How to report phishing: Email, texts, calls, websites

Feb. 17, 2026 ET — Phishing has evolved into a polished, AI‑driven threat that now sparks a large share of data breaches. Knowing what phishing is, how to stop interacting with a scam, and where to report it can help investigators shut down campaigns and protect other potential victims.

What is phishing and why it matters

Phishing is any attempt to trick you into revealing sensitive information or installing malware by pretending to be a trusted contact or organisation. Modern attacks are not limited to clumsy emails; they span SMS messages (smishing), phone calls or voicemails (vishing), fake websites, and multi‑channel narratives that build credibility over time. Industry data for 2026 indicates phishing now initiates a substantial portion of global breaches, and attackers increasingly use AI to craft near‑perfect language and believable sender identities. That shift makes behavioural red flags — unusual requests for money or credentials, unexpected urgency, or asks to verify private data — more reliable signals than grammar alone.

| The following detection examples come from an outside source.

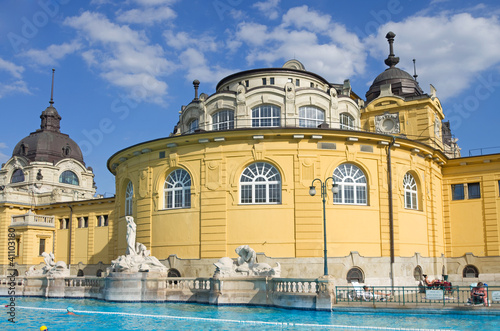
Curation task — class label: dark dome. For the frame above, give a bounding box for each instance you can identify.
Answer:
[12,105,85,164]
[366,31,424,102]
[366,67,424,102]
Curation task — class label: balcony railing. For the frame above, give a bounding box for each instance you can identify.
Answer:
[10,211,55,228]
[335,285,500,307]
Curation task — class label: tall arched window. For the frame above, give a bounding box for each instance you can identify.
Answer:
[59,170,79,185]
[163,169,191,209]
[240,162,281,204]
[333,163,368,205]
[403,172,418,209]
[125,182,134,216]
[252,105,280,128]
[212,110,234,131]
[299,106,325,128]
[10,169,24,183]
[340,113,354,130]
[187,119,199,133]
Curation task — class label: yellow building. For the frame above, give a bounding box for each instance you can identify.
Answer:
[0,33,500,284]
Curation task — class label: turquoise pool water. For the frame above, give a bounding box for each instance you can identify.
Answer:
[0,298,500,331]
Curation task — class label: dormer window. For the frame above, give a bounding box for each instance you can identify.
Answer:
[10,169,24,183]
[187,119,199,133]
[59,170,80,185]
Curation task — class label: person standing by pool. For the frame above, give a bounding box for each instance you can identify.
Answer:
[470,282,488,307]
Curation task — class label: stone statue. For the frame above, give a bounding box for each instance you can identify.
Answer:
[214,245,281,277]
[108,216,168,273]
[26,252,69,277]
[125,216,137,255]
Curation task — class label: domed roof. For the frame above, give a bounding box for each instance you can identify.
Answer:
[366,32,424,102]
[12,69,85,164]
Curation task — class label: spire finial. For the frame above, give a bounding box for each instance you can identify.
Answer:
[385,31,399,68]
[49,68,56,106]
[413,59,418,81]
[193,79,200,100]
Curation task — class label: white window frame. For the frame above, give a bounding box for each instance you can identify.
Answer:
[333,163,368,206]
[299,106,325,128]
[163,169,191,209]
[212,109,234,131]
[403,172,418,210]
[240,162,281,205]
[339,113,356,130]
[252,105,281,128]
[187,118,200,133]
[125,181,134,216]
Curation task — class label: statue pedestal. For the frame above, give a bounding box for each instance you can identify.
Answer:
[104,272,166,301]
[104,272,145,301]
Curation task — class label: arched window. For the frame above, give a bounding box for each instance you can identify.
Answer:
[252,105,280,128]
[413,265,423,282]
[125,182,134,216]
[10,169,24,183]
[163,169,191,209]
[167,268,181,277]
[463,264,479,278]
[59,170,79,185]
[240,162,281,204]
[333,163,368,205]
[187,119,199,133]
[340,113,354,130]
[347,267,365,283]
[212,110,234,131]
[299,106,325,128]
[403,172,418,209]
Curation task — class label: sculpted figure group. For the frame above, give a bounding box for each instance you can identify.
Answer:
[214,245,281,277]
[109,216,168,272]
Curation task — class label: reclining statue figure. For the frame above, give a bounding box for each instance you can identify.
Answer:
[214,245,281,277]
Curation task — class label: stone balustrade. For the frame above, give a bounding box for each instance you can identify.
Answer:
[11,211,55,228]
[165,278,211,291]
[272,278,318,293]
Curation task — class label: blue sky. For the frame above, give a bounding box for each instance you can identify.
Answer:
[0,0,500,195]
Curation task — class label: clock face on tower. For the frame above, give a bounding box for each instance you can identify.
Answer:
[375,113,399,133]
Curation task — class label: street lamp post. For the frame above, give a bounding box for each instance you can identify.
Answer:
[309,177,339,276]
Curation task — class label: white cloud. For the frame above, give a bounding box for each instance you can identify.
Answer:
[0,80,31,98]
[163,30,220,52]
[179,48,234,83]
[253,0,280,20]
[231,6,366,81]
[365,13,500,100]
[0,58,31,98]
[64,11,174,103]
[23,41,82,65]
[117,7,177,25]
[0,58,24,79]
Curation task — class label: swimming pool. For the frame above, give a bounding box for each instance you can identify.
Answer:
[0,297,500,331]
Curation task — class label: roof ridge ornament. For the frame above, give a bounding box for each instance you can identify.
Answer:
[384,31,399,68]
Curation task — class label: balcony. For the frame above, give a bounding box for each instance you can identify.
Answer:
[10,210,55,228]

How to report phishing: email, texts, calls and websites

Stop interacting immediately. Do not click links, open attachments, or reply. Then follow these steps tailored to the medium:

• Email: Use the reporting tool built into your mail client or webmail. Open the suspicious message, access the message options, and choose the option to report it as phishing or mark it as junk. Forward any clear impersonation attempts to the legitimate organisation’s official abuse or fraud contact if you can verify it independently, and then delete the message.
• Text messages (smishing): Many mobile carriers support a short code that spells SPAM on the keypad for reporting unwanted texts. Forward the message to that code if your carrier supports it; otherwise, block the sender and report the incident to your national consumer protection or cybercrime agency.
• Phone calls and voicemails (vishing): Do not provide personal details over the call. Note the caller’s number, the time and content of the call, and report the incident to your national authorities responsible for cybercrime or consumer fraud. If the call impersonated a financial institution, notify the institution through verified contact channels.
• Fraudulent websites: Report malicious sites through the abuse or unsafe content forms maintained by major browser and search providers so they can assess and block access. If the site impersonates a brand, inform that company’s official abuse or fraud team using the contact details on its verified website.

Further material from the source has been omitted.